Google Marketing Live 2022 for the Americas
Google Marketing Live 2022 revealed major shifts in automation, privacy-safe measurement, and commerce—here are the biggest updates that will impact your ad strategy.
This post was written in 2022. Some details may have changed since then.
Hi there,
So Google Marketing Live (GML) happened earlier this week and I thought I would jot down the highlights while everything is still fresh. After 18 years in advertising, GML is one of those events I genuinely look forward to every year — it is basically the Super Bowl for anyone running Google Ads :D
For those unfamiliar, GML is Google's biggest annual advertising event where they announce new products and updates for advertisers, agencies, and partners. It follows Google I/O (which covers broader Google product improvements). Given that advertising still contributes about 80% of Google's revenue (roughly $54B out of $68B last quarter), you can imagine how much effort they put into this.
You can watch the keynote and sessions here. There were a lot of announcements, so I will focus on the ones I think matter most for folks like us who manage campaigns day-to-day.
Automation and machine learning
This theme has been consistent for years and, honestly, it is only accelerating. I have mixed feelings about it — on one hand, automation saves us a ton of time; on the other hand, it sometimes feels like Google is slowly taking the steering wheel away from practitioners (I might be wrong, but that is how it feels from my seat).
Starting with Google Search, which contributes about 75% of ad revenue:
Google continues to push the combination of Broad match (for keywords) + responsive search ads (for creative) + smart bidding (for bids). If you have been resisting broad match, I think it is getting harder to ignore at this point.
Beyond search, Performance Max got another spotlight. Advertisers can now leverage inventory across YouTube, Discovery, Display, Gmail, Maps, and Search. More importantly, you can now run A/B tests using Experiments to understand Performance Max's actual impact. This was something a lot of us had been asking for, so I am glad they listened.
Optiscore (those auto-generated optimization suggestions) will expand to cover all campaign types, including Performance Max.

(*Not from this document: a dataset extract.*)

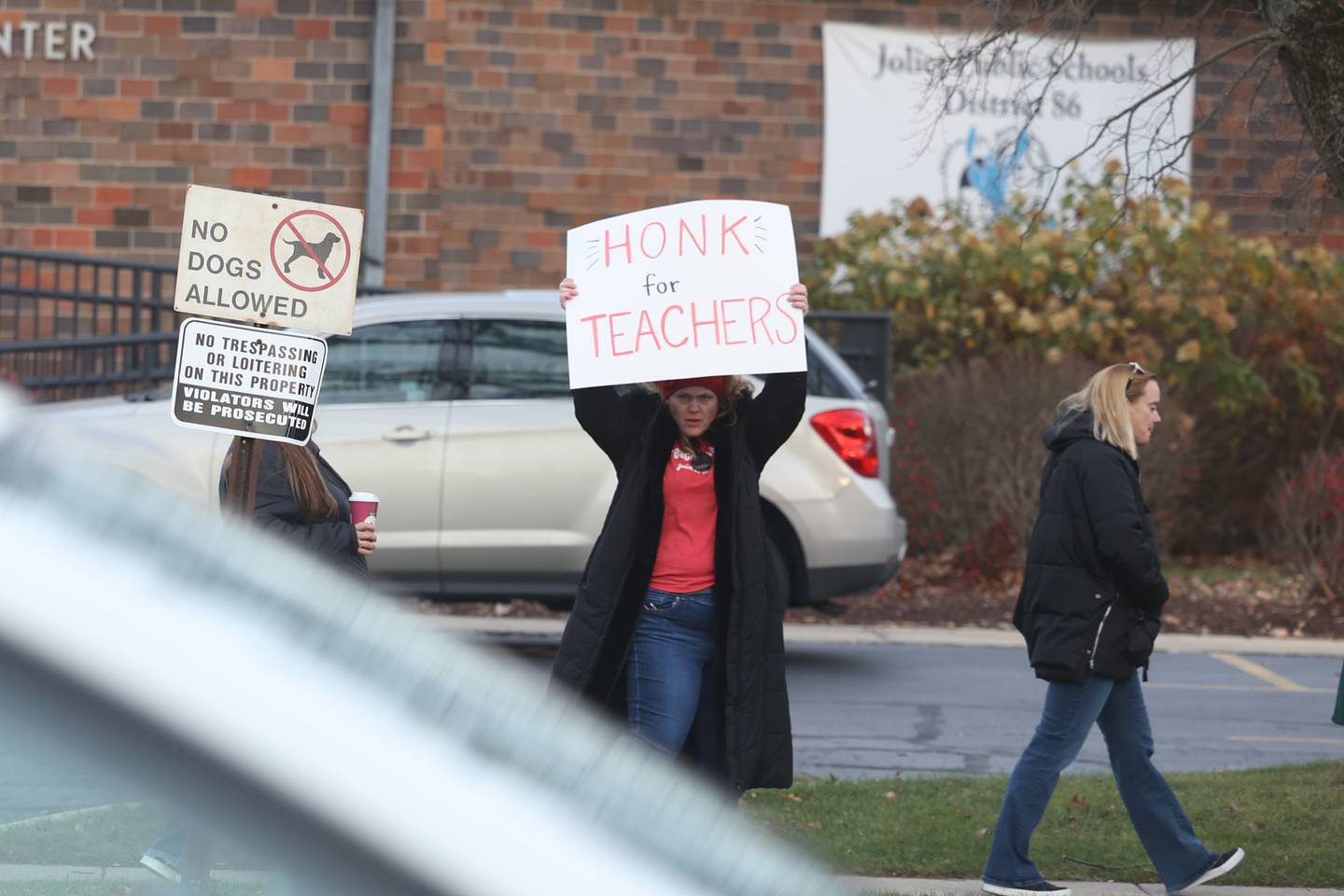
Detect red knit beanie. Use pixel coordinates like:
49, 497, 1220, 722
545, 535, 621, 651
659, 376, 728, 399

The Insights page is also getting more useful. Audience insights will soon support first-party data like Customer Match, helping you understand which customer lists actually drive performance. From my experience managing campaigns across APAC and now the US, first-party data insights are where the real gold is.
Privacy-safe measurement
Later this year, Google will launch My Ad Center for consumers — a one-stop shop for people to control their ad experience.
Google's three core principles for privacy-safe measurement:
- Consented
- First party
- Modeled
On the tagging front, Google introduced a new solution that combines Google Ads and Google Analytics tagging. I have to admit, the current tagging setup has been a headache for most of my clients, so any simplification is welcome.
Enhanced conversion continues to be pushed as a long-term solution and will soon be available for leads. This is a big deal for B2B clients — something I have been watching closely given how much of our business touches B2B.
For app marketers (especially on iOS), Google's "on-device conversion measurement" from April was reiterated during the breakout session.
Conversion modeling will expand to compensate for signal loss. And the conversion lift study (including CLS for Search) will become self-serve later this year — which, if it works well, could be a game-changer for proving incrementality without needing a Google rep to set it up for you.
The importance of commerce
Commerce was a major focus again this year, though I think last year's GML gave it even more stage time. Here are the notable announcements:
- Loyalty program integration to Google Ads
- Swipeable shopping ads in search
- Shoppable video ads on YouTube Shorts
- AR in Search
- A faster checkout experience
- Reach new potential loyalty program customers with Performance Max
If you are running e-commerce campaigns, the YouTube Shorts integration is the one I would pay closest attention to. Short-form video is eating the internet right now and Google clearly does not want to cede that ground to TikTok.
Other announcements
- Connected TV ads: Google audiences for connected TV via Display and Video 360, working across Hulu, Peacock, YouTube, and others. "In a few months, you'll be able to power your CTV campaigns with the same affinity, in-market and demographic audiences you've been using for your digital ads for years." More info here.
- Video action campaigns and app campaigns will automatically scale to YouTube Shorts.
- Video ads will be included in Discovery.
- Consolidated asset library across multiple ad formats.
Overall, I think the theme this year is clear: more automation, more privacy-first solutions, and more commerce integrations. Whether that excites or worries you probably depends on how much you enjoy having granular control over your campaigns :P
What caught your eye from GML this year? Anything you are excited (or nervous) about?